Thanks for sharing the modded PCChips M577 BIOS with a fix for the Windows 98 UDMA bug by the “BIOS Patcher” tool.
This stimulated me to improve the modded patch J.3 BIOS as well.

When I was preparing the M577 patch J.3 BIOS last year, with the improved 32GB and 64GB HDD limit bug fixes, my patch for the UDMA bug was not yet ready. So unfortunately the M577 patch J.3 BIOS still has the UDMA bug.
But I have a working and tested fix for the UDMA bug now and I put it in the modded M577 BIOS, resulting in a patch J.4 version. Here is a copy for you to try.

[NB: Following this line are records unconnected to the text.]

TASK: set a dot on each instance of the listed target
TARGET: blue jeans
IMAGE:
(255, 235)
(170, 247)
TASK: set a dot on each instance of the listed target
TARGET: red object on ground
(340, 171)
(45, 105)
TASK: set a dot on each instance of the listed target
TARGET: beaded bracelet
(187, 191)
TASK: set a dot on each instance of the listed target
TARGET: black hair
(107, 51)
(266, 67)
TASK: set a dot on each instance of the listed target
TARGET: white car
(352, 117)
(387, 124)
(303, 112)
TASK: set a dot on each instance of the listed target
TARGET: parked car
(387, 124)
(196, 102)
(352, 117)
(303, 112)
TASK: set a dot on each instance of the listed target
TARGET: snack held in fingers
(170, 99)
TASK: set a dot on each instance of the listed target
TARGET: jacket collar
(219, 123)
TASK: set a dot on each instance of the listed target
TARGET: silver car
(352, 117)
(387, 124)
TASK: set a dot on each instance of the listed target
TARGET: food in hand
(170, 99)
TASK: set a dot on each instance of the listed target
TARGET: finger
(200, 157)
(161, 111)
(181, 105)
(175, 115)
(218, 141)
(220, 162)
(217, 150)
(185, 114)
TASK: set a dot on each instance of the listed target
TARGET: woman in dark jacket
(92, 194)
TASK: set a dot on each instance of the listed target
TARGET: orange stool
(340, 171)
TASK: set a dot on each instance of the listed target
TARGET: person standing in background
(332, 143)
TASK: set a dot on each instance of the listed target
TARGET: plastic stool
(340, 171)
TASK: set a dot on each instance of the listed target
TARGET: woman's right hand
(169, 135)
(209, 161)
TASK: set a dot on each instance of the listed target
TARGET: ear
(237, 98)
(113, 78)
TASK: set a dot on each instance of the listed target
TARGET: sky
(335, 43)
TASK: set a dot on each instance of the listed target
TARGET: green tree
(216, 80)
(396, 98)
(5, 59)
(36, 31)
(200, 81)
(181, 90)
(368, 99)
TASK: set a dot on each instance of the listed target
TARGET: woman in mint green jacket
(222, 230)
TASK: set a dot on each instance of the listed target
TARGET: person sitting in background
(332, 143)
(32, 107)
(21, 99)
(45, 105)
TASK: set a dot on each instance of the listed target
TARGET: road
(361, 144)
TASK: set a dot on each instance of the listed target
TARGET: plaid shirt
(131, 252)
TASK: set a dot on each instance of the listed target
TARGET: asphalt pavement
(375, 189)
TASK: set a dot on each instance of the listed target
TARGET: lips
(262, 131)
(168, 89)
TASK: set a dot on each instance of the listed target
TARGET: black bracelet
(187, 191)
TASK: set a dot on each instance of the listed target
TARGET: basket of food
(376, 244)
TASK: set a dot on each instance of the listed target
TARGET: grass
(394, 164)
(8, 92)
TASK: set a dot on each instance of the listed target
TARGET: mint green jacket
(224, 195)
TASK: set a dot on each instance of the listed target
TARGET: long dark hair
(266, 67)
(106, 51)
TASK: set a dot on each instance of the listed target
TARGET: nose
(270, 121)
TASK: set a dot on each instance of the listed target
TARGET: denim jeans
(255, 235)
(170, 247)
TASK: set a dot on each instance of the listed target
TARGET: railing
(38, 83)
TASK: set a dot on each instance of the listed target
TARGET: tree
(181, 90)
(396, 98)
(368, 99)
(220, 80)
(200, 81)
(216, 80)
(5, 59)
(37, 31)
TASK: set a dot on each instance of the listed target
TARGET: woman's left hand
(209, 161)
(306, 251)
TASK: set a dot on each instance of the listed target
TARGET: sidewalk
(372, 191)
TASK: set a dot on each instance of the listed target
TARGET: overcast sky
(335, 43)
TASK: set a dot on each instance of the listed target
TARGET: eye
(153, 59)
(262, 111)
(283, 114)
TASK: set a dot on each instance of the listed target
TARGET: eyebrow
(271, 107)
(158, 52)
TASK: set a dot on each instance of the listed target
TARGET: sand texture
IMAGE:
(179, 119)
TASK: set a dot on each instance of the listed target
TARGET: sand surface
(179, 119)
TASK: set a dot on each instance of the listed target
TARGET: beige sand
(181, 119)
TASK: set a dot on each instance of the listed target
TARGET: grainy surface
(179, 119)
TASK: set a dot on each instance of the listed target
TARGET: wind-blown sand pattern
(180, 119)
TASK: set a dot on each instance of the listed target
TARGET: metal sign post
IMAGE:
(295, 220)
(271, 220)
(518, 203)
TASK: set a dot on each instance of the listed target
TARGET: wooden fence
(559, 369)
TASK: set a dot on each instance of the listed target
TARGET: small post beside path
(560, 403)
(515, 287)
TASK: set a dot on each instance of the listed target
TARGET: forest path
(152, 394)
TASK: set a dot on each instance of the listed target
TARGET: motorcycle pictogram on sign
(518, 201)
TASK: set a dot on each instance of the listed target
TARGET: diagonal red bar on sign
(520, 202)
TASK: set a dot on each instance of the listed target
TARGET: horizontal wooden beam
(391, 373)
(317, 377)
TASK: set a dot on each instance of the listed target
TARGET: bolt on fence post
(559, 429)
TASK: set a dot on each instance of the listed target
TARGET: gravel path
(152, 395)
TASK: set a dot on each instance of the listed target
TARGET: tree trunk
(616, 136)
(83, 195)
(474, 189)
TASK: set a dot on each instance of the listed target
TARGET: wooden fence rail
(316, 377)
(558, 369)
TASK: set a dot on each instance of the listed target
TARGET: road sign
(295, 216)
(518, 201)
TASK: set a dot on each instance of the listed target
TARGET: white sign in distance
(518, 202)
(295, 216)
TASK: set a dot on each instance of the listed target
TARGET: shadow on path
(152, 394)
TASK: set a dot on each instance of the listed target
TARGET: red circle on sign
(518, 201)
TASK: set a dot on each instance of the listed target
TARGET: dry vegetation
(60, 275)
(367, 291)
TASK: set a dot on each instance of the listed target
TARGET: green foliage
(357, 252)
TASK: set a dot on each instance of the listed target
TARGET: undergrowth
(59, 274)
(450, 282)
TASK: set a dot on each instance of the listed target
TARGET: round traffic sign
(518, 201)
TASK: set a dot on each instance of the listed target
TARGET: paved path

http://www.steunebrink.info/bios/990309J4.zip

Of course, all the other fixes from the J.3 BIOS are present in this patch J.4 version as well. In addition, I’ve changed the Setup Defaults for the UDMA mode from disabled to Auto for all IDE devices.

Please let us know how this patch J.4 BIOS works on your M577.

Regards, Jan

I just flashed my PCChips M577 mobo with your latest J.4 BIOS. And the HDD seems to work just as well as the "J.3 + BiosPatcher" BIOS... but without the annoying text that covers the CPU in the POST screen 😁
Thank you so much Jan!

There was a WD400 (40gb hdd) that i tried at one point, and it's size was not properly detected by the bios (detected as only 8GB), but was detected ok in windows (98SE).
That happened on J.3 .. w/ and wo/ the BiosPatcher patch.
I will report back when I get the chance to retest that HDD also.